The microbes that do the composting are already there. The raw organic matter is there. So are the trace elements and two of the three main fertilizing elements (phosphorus and potassium). The only element that’s missing is nitrogen, which is the fuel that drives the microbes to bloom and digest the leaves into compost.

We can add nitrogen as farm animal manure. The best kinds are rabbit, goat, chicken and pig manure. Add one part-quarter manure or commercial bagged manure to three parts quarters leaves.

Layer the leaves and manure in some kind of enclosure, like a cage of chicken wire or three sides of stacked cinder blocks. Keep the pile of leaves and manure moist but not wet. Turn it with a pitchfork every month during the cold weather, and you’ll have rich compost by the time you need it to fertilize spring crops and flower beds.

A second way to use leaves is to put them in black plastic lawn and leaf bags and keep them moist, but again, not wet. In a year or two, you’ll have crumbly leaf mold. Without the addition of nitrogen, it won’t be a complete fertilizer, but it will be a first-class material for conditioning hard and lumpy dirt into soft, friable soil that will kick-start seedlings into strong growth.

Mix the leaf mold 50/50 with the leaf-manure compost you made, and you’ll have a complete fertilizer and soil conditioner in one.

Nature’s first job for fallen leaves is as mulch. That can be your primary purpose for saving fall leaves, too.

If you have a power lawn mower, shake out your bags of stored leaves next to a wall or wooden fence. Run the lawn mower back and forth over them, blowing the shredded leaves against the wall so you can easily collect them. When the leaves are reduced to bits, mulch your garden plants with a deep layer of them, preferably at least 6 inches deep. If you wet them with a hose, they’ll mat down, preventing weed growth and sealing water in the ground to help prevent evaporation. This will enhance drought protection not only by protecting the soil surface from hot sunlight but also by keeping the soil cool, discouraging evaporation.

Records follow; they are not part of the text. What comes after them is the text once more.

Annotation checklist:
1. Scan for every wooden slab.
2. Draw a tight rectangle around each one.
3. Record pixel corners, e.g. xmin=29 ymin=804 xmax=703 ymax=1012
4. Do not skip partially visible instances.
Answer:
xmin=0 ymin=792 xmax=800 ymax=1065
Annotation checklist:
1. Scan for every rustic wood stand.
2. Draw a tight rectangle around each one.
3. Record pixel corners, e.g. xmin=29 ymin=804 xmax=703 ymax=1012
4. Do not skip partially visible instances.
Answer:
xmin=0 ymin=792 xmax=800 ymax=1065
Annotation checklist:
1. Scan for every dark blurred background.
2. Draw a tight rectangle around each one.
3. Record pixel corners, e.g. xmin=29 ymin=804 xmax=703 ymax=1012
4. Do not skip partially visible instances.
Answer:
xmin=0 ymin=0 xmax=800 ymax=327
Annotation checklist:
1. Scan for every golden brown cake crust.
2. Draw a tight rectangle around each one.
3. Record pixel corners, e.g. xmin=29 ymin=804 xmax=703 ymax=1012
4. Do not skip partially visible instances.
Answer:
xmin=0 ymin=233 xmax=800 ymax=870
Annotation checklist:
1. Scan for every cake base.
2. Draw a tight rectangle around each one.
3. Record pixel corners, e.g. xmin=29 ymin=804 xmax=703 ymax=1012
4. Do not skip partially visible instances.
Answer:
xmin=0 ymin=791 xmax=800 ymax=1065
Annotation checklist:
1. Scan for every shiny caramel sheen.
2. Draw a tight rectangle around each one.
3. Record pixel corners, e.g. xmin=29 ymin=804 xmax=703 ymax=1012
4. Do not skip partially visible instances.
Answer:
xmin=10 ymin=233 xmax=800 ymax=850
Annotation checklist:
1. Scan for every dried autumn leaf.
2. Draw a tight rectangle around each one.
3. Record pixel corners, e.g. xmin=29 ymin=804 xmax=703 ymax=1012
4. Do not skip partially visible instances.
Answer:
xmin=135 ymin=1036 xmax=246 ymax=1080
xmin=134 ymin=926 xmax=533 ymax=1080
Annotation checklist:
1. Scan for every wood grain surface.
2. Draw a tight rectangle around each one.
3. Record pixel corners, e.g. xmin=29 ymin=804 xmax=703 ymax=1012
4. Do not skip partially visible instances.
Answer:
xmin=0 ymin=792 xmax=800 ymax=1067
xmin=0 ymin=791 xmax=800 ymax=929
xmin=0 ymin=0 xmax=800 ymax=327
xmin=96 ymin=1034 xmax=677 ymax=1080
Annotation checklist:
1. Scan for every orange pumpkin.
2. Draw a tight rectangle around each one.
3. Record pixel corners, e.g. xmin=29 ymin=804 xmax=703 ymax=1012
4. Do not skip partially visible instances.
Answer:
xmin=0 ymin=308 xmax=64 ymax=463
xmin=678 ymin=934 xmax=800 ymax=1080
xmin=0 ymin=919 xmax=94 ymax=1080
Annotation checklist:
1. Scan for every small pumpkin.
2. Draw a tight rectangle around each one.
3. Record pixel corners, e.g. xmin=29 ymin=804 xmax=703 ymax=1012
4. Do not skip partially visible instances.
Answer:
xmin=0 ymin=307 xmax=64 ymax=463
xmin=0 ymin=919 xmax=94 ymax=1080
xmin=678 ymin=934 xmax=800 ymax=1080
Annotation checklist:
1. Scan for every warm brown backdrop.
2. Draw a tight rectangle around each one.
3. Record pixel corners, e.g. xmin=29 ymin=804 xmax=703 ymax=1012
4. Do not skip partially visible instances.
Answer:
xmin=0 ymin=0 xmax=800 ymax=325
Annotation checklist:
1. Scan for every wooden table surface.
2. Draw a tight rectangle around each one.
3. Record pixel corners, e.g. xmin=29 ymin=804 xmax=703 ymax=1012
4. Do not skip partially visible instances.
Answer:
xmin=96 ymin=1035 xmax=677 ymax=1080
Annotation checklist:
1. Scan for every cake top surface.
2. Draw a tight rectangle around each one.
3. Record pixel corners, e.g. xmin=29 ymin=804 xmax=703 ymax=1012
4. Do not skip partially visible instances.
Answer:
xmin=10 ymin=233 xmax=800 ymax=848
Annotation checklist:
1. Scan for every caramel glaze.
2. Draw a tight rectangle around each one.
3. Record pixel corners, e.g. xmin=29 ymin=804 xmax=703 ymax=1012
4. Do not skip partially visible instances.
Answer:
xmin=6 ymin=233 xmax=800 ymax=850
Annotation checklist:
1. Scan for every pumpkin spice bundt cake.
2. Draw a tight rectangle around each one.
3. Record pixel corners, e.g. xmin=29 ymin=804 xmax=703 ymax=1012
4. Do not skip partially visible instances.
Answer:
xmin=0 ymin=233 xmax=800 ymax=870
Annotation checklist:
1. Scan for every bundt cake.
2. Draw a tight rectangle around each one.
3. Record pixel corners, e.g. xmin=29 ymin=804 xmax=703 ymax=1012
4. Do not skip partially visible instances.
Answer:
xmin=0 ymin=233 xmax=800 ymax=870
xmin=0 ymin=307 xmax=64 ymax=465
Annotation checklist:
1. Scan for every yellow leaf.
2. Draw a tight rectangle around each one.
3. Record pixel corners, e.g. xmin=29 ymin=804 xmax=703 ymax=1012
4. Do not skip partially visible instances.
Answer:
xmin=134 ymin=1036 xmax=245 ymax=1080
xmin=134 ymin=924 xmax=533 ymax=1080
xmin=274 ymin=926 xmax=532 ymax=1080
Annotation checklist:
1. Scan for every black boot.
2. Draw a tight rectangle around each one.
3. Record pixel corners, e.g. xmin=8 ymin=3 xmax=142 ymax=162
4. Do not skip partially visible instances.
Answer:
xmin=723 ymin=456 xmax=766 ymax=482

You also can add organic matter to your garden soil simply by digging leaves into the soil with a spade or spading fork. Just be aware that without an added nitrogen source, the microbes that decay the leaves will scrounge any available nitrogen in the soil to help them decompose the leaves, leaving little for your food or flower crops.

Finally, if part of your yard or landscape is a jungle of weeds and grass you’d like to turn into usable garden space without a lot of work, simply dump your bags of whole leaves on that patch of ground and wet it down so the leaves collapse into a thick mat. Don’t disturb it. After a year, the soil under the leaves will be ready to plant.

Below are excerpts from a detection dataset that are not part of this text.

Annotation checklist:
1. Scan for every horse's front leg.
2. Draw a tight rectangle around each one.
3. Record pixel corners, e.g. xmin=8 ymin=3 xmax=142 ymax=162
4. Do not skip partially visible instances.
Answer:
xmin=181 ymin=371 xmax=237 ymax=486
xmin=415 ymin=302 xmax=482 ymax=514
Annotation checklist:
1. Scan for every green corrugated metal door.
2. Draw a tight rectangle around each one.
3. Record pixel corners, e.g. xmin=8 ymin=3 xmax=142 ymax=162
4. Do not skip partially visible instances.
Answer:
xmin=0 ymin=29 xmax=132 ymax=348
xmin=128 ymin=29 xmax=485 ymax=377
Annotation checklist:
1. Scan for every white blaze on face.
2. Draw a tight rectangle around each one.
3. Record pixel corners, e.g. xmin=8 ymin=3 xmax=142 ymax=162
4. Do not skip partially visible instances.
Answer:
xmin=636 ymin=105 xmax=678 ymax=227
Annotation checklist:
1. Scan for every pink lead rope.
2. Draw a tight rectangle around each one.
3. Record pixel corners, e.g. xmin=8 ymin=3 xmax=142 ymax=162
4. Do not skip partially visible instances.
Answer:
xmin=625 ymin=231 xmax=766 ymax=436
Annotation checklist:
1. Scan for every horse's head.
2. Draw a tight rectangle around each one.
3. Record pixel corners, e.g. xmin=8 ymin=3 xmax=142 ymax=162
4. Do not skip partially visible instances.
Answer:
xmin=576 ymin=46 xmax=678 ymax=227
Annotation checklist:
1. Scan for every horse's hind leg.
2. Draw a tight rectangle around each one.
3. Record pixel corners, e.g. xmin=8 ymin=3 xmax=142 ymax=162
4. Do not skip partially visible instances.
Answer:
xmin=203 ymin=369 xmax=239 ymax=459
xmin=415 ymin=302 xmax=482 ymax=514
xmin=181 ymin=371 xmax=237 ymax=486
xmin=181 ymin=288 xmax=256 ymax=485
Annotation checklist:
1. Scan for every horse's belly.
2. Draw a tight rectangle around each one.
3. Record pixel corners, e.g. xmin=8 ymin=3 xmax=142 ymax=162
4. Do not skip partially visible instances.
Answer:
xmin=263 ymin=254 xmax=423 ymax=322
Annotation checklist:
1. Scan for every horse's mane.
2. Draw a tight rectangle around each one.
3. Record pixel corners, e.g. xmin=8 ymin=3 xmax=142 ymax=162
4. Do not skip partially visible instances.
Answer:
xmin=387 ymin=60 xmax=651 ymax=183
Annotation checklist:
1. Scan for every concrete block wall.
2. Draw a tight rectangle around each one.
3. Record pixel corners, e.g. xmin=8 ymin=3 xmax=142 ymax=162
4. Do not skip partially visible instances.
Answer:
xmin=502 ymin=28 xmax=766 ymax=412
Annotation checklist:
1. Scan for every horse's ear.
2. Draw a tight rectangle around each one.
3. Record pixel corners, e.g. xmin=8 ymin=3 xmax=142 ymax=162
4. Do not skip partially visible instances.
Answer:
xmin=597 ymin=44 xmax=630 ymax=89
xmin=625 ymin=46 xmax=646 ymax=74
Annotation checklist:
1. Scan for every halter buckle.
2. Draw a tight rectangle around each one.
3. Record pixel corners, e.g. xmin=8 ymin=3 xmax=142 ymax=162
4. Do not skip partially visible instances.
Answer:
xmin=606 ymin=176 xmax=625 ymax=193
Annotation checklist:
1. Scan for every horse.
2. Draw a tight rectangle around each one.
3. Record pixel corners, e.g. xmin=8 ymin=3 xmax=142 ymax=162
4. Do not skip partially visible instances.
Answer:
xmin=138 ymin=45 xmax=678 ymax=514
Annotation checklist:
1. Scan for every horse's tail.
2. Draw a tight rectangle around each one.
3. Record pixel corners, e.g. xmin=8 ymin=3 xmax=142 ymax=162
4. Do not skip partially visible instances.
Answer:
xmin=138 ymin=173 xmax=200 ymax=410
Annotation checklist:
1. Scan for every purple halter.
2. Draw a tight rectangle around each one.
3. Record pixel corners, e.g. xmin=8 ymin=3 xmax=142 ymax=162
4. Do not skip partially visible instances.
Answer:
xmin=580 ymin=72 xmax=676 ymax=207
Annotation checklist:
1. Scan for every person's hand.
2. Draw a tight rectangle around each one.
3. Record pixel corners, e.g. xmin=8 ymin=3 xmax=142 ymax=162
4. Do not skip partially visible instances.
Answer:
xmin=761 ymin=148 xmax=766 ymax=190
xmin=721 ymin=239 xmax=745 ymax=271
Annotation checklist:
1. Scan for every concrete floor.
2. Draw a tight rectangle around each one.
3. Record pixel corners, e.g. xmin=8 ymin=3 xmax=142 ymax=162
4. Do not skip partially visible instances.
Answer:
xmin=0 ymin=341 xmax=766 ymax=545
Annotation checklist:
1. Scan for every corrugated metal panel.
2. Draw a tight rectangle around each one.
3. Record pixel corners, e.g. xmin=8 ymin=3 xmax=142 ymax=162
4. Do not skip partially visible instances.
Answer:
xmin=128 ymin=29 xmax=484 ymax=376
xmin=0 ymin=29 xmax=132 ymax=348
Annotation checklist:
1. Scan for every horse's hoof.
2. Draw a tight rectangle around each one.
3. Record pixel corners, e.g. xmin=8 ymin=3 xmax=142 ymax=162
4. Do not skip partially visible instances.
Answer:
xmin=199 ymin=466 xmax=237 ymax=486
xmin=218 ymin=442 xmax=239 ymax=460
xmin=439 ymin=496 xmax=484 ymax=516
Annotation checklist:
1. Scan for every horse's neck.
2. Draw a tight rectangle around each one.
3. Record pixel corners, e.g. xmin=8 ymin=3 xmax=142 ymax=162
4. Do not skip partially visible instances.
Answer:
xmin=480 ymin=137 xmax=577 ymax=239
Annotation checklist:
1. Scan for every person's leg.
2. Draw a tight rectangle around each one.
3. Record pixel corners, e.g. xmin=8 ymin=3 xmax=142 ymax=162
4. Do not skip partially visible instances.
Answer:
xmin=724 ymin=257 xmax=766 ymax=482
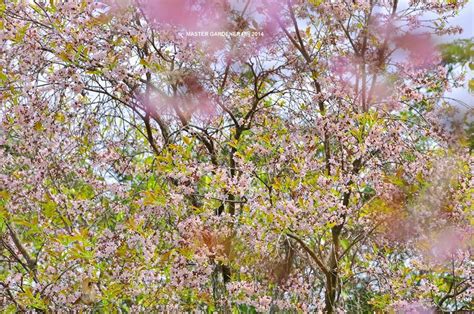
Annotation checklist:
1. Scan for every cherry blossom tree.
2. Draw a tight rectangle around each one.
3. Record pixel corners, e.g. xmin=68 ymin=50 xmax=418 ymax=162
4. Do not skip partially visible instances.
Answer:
xmin=0 ymin=0 xmax=474 ymax=313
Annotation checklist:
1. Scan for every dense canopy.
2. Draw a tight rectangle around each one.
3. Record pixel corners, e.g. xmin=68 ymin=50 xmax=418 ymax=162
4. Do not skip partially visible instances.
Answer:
xmin=0 ymin=0 xmax=474 ymax=313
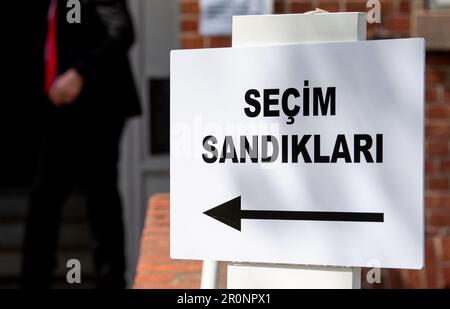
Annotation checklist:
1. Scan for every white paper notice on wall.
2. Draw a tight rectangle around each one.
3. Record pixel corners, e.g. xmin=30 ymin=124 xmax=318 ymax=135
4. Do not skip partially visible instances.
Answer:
xmin=200 ymin=0 xmax=273 ymax=36
xmin=170 ymin=39 xmax=425 ymax=269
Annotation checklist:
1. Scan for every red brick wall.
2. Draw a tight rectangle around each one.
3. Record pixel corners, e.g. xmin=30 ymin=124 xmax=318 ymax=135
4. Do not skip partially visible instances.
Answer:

Think of leaves as nutrition, mulch, organic matter and soil conditioner — all provided free each year by Mother Nature. She even works this magic with evergreens. Have you ever walked on the ground in a redwood forest? It’s deep and spongy, smells wonderful and grows lovely shade crops of oxalis and ferns. The decayed redwood duff is acidic, just what acid-loving crops like strawberries and blueberries love.